Once you go to the market, it becomes a numbers game. If I can deliver $3 of value for every $1 spent, I will be successful.
These are a few metrics to consider
- Customer Acquisition Cost – CAC – What does it cost you to acquire a customer. All the ads, marketing costs, free versions, and overhead.
- Average Spend – what is the average ticket spend.
- Lifetime Value – LTV – Over the product’s life, the margin or profitability per customer.
- Churn – For every customer that goes at the top of the funnel, how many customers leave. If every month 10% of your customers leave, you need to replace your entire customer base every ten months. So a good churn is below 5%.

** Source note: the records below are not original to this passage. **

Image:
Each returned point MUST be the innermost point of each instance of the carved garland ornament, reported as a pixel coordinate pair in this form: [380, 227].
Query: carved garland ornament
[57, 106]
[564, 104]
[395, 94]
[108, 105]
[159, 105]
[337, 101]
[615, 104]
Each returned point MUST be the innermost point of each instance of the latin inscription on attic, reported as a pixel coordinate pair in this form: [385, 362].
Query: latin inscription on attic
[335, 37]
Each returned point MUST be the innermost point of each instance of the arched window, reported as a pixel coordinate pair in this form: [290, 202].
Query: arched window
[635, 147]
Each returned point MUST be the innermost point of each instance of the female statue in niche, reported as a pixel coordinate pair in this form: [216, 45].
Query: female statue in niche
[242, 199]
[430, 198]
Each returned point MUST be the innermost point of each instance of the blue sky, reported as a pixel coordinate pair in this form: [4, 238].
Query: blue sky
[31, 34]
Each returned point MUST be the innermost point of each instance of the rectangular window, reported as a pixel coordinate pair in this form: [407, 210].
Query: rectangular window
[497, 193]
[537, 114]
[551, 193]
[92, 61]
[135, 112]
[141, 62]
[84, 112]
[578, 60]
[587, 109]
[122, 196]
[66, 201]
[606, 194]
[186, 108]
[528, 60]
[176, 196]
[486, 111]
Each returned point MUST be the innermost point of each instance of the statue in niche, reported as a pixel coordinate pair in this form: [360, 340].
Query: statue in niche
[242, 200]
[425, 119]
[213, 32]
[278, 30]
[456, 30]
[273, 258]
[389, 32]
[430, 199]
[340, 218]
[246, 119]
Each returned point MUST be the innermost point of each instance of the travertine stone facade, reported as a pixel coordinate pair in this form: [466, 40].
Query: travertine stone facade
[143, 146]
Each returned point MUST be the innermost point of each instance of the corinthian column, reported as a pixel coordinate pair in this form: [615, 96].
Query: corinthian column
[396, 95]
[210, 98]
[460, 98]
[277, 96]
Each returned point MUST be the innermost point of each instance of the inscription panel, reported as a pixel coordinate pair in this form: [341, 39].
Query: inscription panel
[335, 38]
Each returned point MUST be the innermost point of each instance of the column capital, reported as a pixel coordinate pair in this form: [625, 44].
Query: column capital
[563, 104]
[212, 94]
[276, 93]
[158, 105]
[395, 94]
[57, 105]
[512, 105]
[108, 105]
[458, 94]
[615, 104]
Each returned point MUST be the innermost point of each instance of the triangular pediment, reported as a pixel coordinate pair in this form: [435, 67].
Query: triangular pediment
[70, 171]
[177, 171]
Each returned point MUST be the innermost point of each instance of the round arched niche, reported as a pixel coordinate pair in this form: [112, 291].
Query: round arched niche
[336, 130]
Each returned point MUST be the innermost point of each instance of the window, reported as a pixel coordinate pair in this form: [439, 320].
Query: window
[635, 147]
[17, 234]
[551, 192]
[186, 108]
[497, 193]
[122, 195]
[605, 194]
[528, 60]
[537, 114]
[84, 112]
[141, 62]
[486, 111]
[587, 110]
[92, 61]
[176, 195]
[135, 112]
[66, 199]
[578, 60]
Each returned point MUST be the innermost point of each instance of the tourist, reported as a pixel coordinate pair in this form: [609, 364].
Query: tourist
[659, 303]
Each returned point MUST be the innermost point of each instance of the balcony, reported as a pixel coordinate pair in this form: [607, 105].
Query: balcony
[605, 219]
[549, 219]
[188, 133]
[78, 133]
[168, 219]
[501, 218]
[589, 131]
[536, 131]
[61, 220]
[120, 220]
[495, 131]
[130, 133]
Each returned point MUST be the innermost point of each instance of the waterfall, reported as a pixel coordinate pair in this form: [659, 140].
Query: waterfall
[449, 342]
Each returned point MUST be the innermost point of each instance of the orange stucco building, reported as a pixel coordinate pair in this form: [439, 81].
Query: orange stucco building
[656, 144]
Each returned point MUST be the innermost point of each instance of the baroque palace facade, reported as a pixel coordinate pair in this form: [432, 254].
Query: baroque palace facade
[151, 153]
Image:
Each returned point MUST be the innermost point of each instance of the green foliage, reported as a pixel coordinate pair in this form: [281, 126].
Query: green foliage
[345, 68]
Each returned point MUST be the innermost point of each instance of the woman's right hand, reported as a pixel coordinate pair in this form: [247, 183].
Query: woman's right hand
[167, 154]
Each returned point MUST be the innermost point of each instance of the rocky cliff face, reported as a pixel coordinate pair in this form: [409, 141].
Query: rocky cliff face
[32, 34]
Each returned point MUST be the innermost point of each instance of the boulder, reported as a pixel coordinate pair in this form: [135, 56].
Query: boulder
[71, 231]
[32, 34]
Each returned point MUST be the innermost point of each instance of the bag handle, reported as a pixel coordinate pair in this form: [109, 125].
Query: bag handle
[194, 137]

- Break Even – (Sales – COGS) divided by overhead. How long until you reach profitability?
- Burn rate – How much you are losing every month (negative cash flow). You need enough working capital to reach breakeven.
- Payback period – This is a risk assessment. A product with a shorter payback period is less risky.
- Net Present Value – Taking into consideration the time value of money. For example, $1 Million is worth more today than receiving the same amount 5 years from now. We discount some Future Value by a discount rate to determine what it would be worth today. We often use NPV to decide between competing projects.
- Return on Investment – ROI – (Revenue – costs)/costs = %. For example (30,000-20,000)/20,000 = 50% ROI. The problem with ROI is it does not consider the time value of money.
- Internal Rate of return – IRR – IRR is the same calculation as NPV, where NPV is 0. The IRR indicates the annualized return rate for a given investment-no matter how far into the future and a given expected future cash flow. ROI indicates total growth, start to finish, and investment, while IRR identifies the annual growth rate.
Understanding these metrics will help you make productive decisions when growing your business.